The Internet and Privacy: Regulations in Flux

Published: 3 Nov 2008

Vinnie Aggarwal - Chief Economist, Frost & Sullivan

A survey conducted by IBM in 2007 shows that globally, personal Internet time rivals TV time. Currently, 19 percent of consumer respondents report spending six hours or more a day on the Internet, versus 6 percent reporting the same levels of television viewing. Furthermore, 60 percent report surfing the Web for one to four hours a day, while 66 percent spend comparable time in front of the television screen. (http://www-03.ibm.com/press/us/en/pressrelease/22206.wss)

Perhaps the most significant impact of the Internet for companies has come in the form of advertising. Google has capitalized on this best with its innovative search engine marketing technology, enabling advertisements to come up concurrently with relevant searches. The ability of the Internet to not only provide information to the collective whole, but also to personalize it to a unique individual, means that companies will have to both be creative with their marketing strategy and take advantage of new advances in technology and software to reach their customers.

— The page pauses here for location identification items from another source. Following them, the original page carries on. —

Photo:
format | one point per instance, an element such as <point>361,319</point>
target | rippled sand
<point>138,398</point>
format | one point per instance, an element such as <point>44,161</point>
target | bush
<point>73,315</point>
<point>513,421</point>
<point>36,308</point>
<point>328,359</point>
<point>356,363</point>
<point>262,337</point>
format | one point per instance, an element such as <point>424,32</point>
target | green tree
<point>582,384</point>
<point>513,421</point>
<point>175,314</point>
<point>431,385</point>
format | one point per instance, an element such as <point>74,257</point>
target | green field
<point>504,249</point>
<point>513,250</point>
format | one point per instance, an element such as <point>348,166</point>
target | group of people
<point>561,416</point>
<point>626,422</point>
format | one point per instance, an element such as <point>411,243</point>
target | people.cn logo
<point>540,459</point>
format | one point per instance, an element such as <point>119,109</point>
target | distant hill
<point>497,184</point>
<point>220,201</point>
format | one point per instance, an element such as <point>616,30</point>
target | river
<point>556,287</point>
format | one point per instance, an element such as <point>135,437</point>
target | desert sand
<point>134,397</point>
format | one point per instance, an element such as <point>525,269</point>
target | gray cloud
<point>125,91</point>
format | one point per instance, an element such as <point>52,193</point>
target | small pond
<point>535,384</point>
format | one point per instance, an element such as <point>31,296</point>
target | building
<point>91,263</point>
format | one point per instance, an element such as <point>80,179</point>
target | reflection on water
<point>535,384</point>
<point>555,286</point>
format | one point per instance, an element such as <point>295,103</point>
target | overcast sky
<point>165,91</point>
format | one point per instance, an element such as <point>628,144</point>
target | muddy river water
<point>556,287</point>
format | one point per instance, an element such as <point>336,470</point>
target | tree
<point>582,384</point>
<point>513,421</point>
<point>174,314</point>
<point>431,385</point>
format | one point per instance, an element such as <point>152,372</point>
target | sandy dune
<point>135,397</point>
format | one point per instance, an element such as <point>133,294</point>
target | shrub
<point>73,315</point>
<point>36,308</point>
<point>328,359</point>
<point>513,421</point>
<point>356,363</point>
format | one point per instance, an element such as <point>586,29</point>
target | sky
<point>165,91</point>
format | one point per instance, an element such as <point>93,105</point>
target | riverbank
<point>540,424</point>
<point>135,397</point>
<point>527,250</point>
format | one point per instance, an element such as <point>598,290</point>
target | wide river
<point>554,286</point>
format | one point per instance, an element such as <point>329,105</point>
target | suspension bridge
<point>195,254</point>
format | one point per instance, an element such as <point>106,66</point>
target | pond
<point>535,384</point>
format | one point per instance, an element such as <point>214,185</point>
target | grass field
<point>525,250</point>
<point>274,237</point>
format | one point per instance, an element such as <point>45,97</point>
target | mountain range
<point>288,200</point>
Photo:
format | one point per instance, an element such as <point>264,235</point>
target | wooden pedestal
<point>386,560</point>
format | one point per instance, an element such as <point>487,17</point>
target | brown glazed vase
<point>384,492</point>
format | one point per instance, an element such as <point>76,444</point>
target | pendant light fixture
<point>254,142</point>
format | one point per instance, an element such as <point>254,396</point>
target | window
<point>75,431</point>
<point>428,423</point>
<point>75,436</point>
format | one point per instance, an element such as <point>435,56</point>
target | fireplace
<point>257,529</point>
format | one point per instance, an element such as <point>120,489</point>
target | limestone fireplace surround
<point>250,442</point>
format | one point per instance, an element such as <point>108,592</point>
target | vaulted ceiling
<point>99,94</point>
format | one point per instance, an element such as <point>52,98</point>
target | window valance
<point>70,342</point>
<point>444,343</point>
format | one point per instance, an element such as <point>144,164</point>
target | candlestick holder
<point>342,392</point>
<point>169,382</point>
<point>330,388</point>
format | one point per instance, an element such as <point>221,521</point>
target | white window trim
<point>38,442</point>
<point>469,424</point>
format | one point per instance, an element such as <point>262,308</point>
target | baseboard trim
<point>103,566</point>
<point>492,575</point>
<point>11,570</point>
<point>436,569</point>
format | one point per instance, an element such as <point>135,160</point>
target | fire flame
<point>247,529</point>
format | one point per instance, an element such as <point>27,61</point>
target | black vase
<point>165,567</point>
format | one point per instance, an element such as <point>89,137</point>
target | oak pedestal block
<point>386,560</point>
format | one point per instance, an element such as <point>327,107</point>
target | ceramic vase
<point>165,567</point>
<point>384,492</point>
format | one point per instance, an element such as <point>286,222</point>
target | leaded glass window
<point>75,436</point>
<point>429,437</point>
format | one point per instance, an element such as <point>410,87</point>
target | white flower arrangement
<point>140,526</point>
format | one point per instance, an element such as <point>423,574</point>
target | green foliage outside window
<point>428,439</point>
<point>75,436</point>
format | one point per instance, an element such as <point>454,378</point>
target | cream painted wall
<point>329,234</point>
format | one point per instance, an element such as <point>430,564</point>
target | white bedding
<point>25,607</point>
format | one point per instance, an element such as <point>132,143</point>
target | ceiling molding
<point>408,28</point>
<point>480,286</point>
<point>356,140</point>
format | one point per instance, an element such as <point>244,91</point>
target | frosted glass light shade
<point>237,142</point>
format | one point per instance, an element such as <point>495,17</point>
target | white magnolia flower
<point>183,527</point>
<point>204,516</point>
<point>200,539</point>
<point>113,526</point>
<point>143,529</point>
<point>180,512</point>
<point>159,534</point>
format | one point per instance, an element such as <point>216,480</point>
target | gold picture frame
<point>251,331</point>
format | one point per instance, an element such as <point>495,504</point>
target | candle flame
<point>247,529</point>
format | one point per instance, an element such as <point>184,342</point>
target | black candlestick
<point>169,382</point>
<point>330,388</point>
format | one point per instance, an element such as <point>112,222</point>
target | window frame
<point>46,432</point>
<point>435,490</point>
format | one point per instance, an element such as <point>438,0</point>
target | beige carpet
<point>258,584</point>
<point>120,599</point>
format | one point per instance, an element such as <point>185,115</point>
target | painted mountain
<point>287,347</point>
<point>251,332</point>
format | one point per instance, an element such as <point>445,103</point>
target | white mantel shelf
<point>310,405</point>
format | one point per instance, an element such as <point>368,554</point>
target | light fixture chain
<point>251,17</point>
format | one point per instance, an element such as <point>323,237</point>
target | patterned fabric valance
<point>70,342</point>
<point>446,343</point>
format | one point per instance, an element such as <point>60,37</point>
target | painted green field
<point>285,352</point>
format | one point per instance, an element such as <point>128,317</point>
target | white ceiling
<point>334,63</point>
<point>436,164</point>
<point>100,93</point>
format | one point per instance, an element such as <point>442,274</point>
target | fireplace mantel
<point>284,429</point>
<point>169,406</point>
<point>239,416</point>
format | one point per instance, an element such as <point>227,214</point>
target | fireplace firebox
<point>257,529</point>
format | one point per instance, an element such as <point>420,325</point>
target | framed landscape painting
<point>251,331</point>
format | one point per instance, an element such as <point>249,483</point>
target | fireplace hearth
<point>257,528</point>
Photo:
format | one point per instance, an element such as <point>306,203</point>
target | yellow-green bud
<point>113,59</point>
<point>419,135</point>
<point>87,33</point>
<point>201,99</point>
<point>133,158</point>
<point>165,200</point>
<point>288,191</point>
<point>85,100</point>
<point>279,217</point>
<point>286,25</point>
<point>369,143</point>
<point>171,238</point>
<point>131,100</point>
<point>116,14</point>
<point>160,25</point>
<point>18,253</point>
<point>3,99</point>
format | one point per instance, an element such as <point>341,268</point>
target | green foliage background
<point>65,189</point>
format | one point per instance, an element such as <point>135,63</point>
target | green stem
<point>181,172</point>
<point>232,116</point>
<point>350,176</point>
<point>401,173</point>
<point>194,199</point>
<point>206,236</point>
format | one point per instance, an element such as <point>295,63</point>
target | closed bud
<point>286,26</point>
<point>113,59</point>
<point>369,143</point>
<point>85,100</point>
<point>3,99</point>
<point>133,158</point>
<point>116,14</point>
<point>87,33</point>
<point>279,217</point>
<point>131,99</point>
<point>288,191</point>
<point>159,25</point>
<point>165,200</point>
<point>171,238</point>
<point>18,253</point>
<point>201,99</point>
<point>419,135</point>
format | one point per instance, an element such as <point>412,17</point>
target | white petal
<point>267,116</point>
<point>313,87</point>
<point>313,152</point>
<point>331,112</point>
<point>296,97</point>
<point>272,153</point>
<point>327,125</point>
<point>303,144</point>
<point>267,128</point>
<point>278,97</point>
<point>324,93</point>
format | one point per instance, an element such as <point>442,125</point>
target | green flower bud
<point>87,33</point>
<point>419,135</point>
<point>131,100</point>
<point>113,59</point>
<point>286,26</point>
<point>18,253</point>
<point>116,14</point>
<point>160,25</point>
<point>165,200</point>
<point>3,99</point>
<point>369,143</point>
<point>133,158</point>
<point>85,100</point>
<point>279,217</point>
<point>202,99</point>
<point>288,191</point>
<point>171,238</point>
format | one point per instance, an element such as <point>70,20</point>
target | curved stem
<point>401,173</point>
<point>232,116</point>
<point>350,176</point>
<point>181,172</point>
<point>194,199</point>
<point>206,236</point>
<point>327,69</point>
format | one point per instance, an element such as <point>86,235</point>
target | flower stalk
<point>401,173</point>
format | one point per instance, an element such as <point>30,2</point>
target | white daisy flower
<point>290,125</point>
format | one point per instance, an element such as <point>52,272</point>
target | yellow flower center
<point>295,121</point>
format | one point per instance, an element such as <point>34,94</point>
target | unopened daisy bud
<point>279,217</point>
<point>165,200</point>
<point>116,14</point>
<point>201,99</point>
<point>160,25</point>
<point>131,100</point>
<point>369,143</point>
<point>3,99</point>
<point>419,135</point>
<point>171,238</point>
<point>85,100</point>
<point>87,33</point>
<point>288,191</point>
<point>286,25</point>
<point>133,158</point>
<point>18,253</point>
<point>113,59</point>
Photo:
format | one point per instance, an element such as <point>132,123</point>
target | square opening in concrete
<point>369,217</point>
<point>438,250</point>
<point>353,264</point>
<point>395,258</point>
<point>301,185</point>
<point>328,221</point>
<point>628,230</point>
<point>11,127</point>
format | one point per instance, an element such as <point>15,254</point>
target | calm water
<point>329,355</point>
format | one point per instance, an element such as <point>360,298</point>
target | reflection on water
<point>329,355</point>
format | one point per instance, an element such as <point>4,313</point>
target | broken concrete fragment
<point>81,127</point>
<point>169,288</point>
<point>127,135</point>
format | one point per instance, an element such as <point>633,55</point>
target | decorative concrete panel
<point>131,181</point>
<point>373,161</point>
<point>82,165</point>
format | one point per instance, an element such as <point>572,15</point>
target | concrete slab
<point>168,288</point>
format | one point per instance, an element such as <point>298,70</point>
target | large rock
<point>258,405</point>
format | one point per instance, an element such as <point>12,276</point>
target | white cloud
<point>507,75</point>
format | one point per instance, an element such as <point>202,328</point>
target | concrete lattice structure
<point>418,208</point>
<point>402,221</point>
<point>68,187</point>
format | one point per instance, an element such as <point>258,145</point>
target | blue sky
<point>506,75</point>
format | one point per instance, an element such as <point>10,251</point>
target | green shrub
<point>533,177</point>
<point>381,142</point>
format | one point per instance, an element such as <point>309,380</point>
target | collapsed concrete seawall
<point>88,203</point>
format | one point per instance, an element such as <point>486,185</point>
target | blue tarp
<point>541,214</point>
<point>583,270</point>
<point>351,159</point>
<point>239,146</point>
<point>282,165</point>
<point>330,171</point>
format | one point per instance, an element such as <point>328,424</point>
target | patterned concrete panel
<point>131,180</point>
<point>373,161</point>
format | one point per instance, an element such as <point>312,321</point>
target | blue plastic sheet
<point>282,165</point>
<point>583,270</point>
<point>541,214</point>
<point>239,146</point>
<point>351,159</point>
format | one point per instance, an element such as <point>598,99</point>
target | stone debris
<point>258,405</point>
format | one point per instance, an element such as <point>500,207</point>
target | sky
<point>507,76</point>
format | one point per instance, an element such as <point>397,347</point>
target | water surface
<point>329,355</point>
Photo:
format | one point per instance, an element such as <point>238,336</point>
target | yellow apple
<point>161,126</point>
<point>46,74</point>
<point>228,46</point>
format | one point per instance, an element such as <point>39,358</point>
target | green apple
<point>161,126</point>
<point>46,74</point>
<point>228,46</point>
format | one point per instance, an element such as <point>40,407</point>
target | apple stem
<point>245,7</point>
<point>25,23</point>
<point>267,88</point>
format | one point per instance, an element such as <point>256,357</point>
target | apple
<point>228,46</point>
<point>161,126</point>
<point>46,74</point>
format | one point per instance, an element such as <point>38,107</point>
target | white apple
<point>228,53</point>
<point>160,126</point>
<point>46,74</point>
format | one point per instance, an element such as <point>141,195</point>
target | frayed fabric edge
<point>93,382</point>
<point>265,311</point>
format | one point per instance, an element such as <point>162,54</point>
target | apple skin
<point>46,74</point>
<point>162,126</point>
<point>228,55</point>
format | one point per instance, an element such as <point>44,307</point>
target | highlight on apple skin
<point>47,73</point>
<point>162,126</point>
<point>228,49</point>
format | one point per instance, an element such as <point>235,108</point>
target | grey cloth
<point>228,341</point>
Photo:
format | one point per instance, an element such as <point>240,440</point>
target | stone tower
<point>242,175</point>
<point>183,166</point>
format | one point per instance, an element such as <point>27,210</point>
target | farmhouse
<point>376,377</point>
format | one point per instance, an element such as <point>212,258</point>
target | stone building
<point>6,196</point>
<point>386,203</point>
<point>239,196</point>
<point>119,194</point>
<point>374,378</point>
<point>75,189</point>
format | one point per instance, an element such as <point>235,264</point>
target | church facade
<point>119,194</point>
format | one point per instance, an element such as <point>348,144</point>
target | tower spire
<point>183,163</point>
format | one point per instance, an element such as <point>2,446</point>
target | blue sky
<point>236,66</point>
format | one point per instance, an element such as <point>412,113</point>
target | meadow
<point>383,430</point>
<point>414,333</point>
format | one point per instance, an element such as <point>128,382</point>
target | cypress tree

While it is clear that companies will increasingly rely on consumers to tell them what they want (through Internet searches and the like), perhaps less clear are what responsibilities companies have when citizens are blocked from searching for the information that they want. Government censorship of the Internet has increased dramatically, with a 2007 study conducted by OpenNet Initiative finding 25 out of 41 countries surveyed guilty of the act; prominent among them are China, Vietnam, Saudi Arabia, and Singapore. (BBC News, May 18, 2007, Technology.)